Size of Danish women’s pensions will soon overtake men’s – report

Jens and Niels are being outperformed in higher education … and now the workplace

Women who have entered the labour market in Denmark in the last decade are on track to having larger pensions than their male counterparts by the time they retire, reports Insurance & Pension Europe (IPE).

The findings are in contrast to today’s average earnings as men make 22 percent more than women, but the tide has been turning since the 1960s. 

“Young women have overtaken men in higher education. With education also comes higher wages and greater job security,” explained IPD chief executive, Kent Damsgaard, to 

IPE’s Danish division analysed the data of employer-administered and private pension savings from the Danish Research Institute for Economic Analysis and Modelling.
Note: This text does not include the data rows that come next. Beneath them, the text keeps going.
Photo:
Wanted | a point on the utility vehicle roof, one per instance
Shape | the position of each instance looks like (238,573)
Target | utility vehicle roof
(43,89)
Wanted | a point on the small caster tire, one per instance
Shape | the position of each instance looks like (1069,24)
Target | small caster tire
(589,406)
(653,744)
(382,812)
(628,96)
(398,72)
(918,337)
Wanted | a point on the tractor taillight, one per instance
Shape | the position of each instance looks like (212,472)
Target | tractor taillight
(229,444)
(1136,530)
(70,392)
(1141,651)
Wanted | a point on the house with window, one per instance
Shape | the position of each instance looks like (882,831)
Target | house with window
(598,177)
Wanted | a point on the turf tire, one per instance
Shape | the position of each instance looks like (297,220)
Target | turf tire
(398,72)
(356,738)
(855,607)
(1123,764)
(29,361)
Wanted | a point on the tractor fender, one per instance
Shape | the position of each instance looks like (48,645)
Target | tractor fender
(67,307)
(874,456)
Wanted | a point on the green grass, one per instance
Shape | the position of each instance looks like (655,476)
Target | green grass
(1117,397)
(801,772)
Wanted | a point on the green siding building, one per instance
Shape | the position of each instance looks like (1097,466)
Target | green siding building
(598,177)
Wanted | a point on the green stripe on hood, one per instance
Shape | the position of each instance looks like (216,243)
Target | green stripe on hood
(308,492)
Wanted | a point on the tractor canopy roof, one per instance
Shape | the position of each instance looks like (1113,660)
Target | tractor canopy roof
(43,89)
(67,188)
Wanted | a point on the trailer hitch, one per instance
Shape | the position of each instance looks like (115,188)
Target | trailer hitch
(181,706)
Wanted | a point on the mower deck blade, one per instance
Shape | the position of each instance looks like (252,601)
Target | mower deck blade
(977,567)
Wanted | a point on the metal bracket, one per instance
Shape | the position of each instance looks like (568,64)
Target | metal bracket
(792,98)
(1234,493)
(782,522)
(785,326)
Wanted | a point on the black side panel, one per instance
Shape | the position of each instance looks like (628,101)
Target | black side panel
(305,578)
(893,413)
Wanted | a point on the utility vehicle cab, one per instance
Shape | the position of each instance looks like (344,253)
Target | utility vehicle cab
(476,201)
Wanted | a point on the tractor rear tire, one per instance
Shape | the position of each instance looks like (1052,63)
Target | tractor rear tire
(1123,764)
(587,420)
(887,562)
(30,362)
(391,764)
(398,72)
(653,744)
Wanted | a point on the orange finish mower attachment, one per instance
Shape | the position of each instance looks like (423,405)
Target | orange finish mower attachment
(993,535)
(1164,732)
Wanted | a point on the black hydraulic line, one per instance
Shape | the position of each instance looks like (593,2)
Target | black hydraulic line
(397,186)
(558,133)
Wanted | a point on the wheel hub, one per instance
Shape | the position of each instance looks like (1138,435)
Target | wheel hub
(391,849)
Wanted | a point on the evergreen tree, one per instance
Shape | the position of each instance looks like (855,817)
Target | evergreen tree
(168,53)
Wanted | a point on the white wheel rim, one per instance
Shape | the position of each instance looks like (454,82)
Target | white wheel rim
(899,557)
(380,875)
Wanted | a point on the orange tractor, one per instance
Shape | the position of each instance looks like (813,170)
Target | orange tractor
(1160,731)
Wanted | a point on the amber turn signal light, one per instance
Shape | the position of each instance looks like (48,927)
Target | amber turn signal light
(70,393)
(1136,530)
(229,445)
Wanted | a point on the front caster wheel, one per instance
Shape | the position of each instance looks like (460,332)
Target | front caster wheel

Different pension gaps nearby
On Monday, which was International Women’s Day, the Swedish Pensions Agency announced a less bright picture over the border. 

Across the bridge, women currently make 31 percent less than their male counterparts, though it is slowly shifting. 

In Sweden, women generally earn lower salaries than in Denmark, which results in lower pensions. 

Kristin Kirs, an analyst at the Swedish Pension Agency, explained: “If wages and time worked were equalised overnight, with ten years left to retire, they would only receive ten years of equalised pension payments.”